Before triggering the workflow, you must create two secrets: 1. DataMasque Instance Secret: Contains authentication details for connecting to the DataMasque instance to execute masking APIs. 2. Database Connection Secret: Contains connection details for the database you want to mask.
##Database Connection Secret Naming Convention
The secret’s name must start with datamasque/
and end with connections
. For example:
/datamasque/usersdb/postgres_connections.
The secret should include the following details for the database to be masked:
The secret should include the following details for the database to be masked:
{
"username": "postgres",
"password": "xxxxx",
"engine": "postgres",
"host": "dtq-of-datamasque-2b-02-aurora-cluster.cluster-xxxx.ap-southeast-2.rds.amazonaws.com",
"port": "5432",
"dbname": "postgres",
"schema": "Prod"
}
- username: Database username for the staged database.
- password: Password for the provided username.
- engine: The database engine (e.g., postgres).

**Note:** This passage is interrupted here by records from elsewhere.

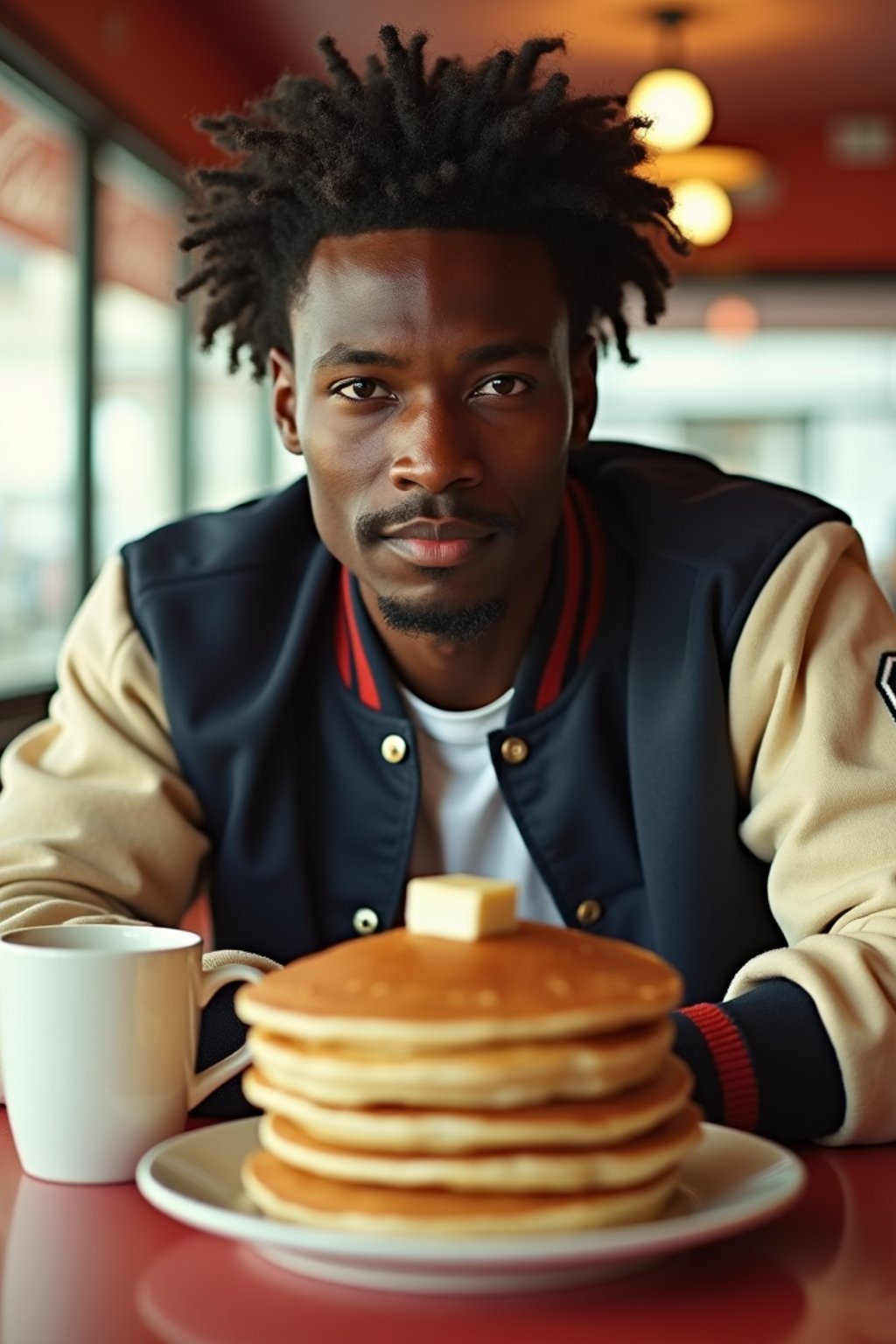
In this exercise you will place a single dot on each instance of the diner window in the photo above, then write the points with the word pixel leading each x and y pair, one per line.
pixel 38 300
pixel 230 418
pixel 136 451
pixel 802 394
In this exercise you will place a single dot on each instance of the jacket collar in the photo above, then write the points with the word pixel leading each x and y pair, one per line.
pixel 564 634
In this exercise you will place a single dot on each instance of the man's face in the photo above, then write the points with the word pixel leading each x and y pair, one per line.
pixel 434 396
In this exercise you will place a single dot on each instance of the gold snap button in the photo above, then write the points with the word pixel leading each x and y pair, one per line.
pixel 589 912
pixel 514 750
pixel 394 749
pixel 366 920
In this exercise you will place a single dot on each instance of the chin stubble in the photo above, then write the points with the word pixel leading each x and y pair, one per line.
pixel 437 621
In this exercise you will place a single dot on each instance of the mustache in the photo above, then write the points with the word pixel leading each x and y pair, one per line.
pixel 369 527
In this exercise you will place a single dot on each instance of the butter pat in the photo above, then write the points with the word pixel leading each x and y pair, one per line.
pixel 459 906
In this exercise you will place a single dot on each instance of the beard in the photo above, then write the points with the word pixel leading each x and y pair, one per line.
pixel 442 622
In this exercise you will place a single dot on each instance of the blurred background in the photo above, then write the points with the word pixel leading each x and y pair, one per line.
pixel 777 358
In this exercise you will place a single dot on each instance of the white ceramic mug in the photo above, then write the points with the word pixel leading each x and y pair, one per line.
pixel 98 1030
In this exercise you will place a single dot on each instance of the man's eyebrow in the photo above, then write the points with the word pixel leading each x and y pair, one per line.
pixel 504 350
pixel 340 355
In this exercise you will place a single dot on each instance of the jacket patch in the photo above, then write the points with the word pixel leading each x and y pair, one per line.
pixel 887 680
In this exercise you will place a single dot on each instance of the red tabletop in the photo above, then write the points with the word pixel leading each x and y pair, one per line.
pixel 98 1265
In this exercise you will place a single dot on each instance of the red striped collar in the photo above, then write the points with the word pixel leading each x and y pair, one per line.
pixel 564 634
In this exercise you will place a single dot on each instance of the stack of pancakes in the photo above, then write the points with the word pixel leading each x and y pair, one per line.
pixel 419 1085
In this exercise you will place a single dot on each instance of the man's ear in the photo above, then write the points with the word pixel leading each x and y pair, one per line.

- host: RDS/Aurora endpoint of the source database (DataMasque connects to the staged database, not the source).
- port: Port number of the database.
- dbname: Name of the database.
- schema: Schema name for the masking job.
Optional Database-Specific Parameters service_name: Applicable for Oracle connections. connection_fileset: Used for MySQL and MariaDB connections.
Note: Secrets must reside in the same AWS account where the DataMasque instance is deployed.
Once the secrets are created, the workflow can be triggered from the DataMasque UI by providing:
- The Database Secret Identifier created above.
- The deployed Step Function.
- The Source RDS/Aurora Cluster Identifier.
- The DataMasque Ruleset for the masking job.
- Optional PreferredAZ parameter to deploy the staged DB in a specific AZ. To save data transfer costs the staged RDS instance by default gets created in same AZ where DataMasque ec2 instance is running.
Workflow Execution Steps
-
Selects the latest available snapshot of the source database. If none exist, it creates a new snapshot.
-
Restores an RDS instance or Aurora cluster from the snapshot in the same AWS account.
-
Creates a temporary DataMasque connection to the staged database.
-
Executes the masking job using the specified ruleset.
-
Generates a masked snapshot of the staged database.
-
Removes the temporary connection and deletes the staged database.
Note: If the Step Function execution fails, the staged database must be manually deleted if it got created by the automation.
Upon successful completion, a masked RDS snapshot is produced, ready for provisioning non-production databases.
The diagram below describes the connectivities between the DataMasque instance, AWS Lambda functions (provisioned by this template) and the staging RDS instance (provisioned by this template).
- AWS CLI: configured with appropriate credential for the target AWS account.
- AWS SAM: CLI: https://docs.aws.amazon.com/serverless-application-model/latest/developerguide/serverless-sam-cli-install.html
- Python 3.9 Runtime: Installed locally.
- DataMasque Instance: Ensure it is configured with a security group that allows outbound connections to RDS instances on required ports.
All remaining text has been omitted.